Skip to main content
q&a

Speaking with artist Deanna Bowen, I learn that The Paul Good Papers (an ongoing project that will have a further iteration at the Art Gallery of York University in January, 2013) continues to generate new meanings both for her and inquisitive viewers seeking to untangle this thorny Gordian knot of race and media, original voice and reportage, lived experience and learned example.

In American TV reporter Paul Good's 1964 interviews about an Alabama school-integration incident that you are working with, Good often coaches his subjects – the local white power brokers in particular. Can this be read as a kind of complicity?

No, that's how you navigate the South, as an outsider, a northerner. You have to take care of yourself, and you can't come in finger-pointing. You do have to sweet-talk to get the story. In my own experience, southerners have to feel that you are not going to come and reprimand them for the way they live.

And, in Good's archives, he interviews black locals as well, and black civil-rights activists, plus he recorded entire Klan rallies. Good's files are quite extensive.

Is Paul Good a hero to you?

I'm indebted to him. If he didn't have the courage to witness, we would never know anything about these incidents. And he had the wherewithal to remain composed, in order to interrogate and critique the situation in the moment. So, yeah, he's a hero.

You've inserted yourself into this history, especially via the performances. Is it difficult, emotionally?

To do this project requires so many roles, from researcher to naive spectator to interpreter to producer, which puts you in a self-conscious, creative place. But then there are moments when the words actually hit you, and it becomes a very personal engagement. And I don't like performing publicly at all! Ha! But it seems the only way to bring the work forward. It's a very raw experience.

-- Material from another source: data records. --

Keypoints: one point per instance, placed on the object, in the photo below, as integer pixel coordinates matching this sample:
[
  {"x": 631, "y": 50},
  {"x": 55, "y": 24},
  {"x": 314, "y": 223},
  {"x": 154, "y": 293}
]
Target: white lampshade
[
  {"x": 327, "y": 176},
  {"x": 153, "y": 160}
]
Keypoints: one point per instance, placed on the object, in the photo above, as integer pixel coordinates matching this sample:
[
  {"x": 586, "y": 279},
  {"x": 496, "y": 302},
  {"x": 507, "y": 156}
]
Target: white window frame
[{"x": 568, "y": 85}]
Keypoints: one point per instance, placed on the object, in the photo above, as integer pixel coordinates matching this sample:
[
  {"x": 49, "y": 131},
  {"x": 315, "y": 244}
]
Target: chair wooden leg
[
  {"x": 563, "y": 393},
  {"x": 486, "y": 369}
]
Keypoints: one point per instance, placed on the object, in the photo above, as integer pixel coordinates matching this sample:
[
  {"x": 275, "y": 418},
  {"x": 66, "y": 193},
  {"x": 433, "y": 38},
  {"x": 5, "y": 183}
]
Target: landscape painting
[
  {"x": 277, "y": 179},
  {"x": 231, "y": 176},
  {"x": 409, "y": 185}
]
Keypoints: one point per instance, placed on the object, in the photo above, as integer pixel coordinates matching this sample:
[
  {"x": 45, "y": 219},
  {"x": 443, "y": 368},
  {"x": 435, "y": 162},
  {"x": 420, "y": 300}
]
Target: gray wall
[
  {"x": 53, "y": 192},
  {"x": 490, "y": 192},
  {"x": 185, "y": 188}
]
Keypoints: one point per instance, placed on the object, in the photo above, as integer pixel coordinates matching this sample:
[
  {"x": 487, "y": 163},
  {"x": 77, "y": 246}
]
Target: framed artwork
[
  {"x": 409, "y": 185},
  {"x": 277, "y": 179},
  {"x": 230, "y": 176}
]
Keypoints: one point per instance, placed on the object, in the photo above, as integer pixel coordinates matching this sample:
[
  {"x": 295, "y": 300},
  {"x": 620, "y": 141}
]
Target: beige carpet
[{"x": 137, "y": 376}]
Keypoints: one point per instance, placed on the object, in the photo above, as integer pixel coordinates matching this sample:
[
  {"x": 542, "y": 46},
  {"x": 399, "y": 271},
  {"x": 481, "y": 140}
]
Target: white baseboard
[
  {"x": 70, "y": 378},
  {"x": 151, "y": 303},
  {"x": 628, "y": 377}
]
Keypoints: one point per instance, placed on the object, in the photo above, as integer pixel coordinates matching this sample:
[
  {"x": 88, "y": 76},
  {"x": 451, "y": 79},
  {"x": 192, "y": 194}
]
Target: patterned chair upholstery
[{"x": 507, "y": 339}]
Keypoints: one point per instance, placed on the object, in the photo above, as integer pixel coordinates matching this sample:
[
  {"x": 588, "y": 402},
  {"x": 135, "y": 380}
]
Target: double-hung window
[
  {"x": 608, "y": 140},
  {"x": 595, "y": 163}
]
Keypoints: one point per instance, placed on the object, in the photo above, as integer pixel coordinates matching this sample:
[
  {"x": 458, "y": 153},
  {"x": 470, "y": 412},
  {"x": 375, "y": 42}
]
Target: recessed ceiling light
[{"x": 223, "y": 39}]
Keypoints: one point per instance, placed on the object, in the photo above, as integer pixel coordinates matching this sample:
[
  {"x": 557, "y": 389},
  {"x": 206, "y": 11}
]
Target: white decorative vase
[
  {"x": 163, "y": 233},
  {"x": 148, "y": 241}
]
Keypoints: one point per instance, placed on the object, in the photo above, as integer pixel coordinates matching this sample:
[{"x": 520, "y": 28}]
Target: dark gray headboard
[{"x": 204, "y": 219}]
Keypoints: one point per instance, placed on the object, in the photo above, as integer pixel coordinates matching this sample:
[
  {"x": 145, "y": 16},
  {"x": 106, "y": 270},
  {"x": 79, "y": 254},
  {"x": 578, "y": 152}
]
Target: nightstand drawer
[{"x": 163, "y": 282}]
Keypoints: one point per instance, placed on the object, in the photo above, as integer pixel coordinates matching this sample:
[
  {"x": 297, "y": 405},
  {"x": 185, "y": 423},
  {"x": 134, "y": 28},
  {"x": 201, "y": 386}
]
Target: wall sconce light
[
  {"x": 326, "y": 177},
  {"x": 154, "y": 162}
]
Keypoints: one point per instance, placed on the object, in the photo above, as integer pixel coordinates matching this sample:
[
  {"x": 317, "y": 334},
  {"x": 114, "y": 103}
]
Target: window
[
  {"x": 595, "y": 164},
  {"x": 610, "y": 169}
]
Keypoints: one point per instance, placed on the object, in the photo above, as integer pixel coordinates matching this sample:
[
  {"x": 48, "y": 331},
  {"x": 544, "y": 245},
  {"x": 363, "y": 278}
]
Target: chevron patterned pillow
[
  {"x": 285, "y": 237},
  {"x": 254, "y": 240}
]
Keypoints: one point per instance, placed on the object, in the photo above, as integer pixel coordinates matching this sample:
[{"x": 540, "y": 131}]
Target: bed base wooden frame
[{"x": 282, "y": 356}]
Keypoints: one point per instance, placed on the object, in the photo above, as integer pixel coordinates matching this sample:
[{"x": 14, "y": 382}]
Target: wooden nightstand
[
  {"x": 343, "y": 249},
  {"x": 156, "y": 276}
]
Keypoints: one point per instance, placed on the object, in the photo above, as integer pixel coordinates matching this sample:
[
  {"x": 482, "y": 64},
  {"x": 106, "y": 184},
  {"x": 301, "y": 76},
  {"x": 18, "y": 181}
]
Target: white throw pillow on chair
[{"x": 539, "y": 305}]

What changes have you noticed as the performances progress?

The performance is rooted in an understanding of how the Ku Klux Klan spreads its message: through the repetition of rhetoric. So, we're doing the same text, every day. At first, we were terrified. The Klan had just been run out of Edmonton the week before.

What I wanted to see was whether or not the actor I paired with would find any of this ugliness inside them, after days of repetition. I wasn't including myself in this, but I should have! It starts to sit in your body.



This interview has been condensed and edited.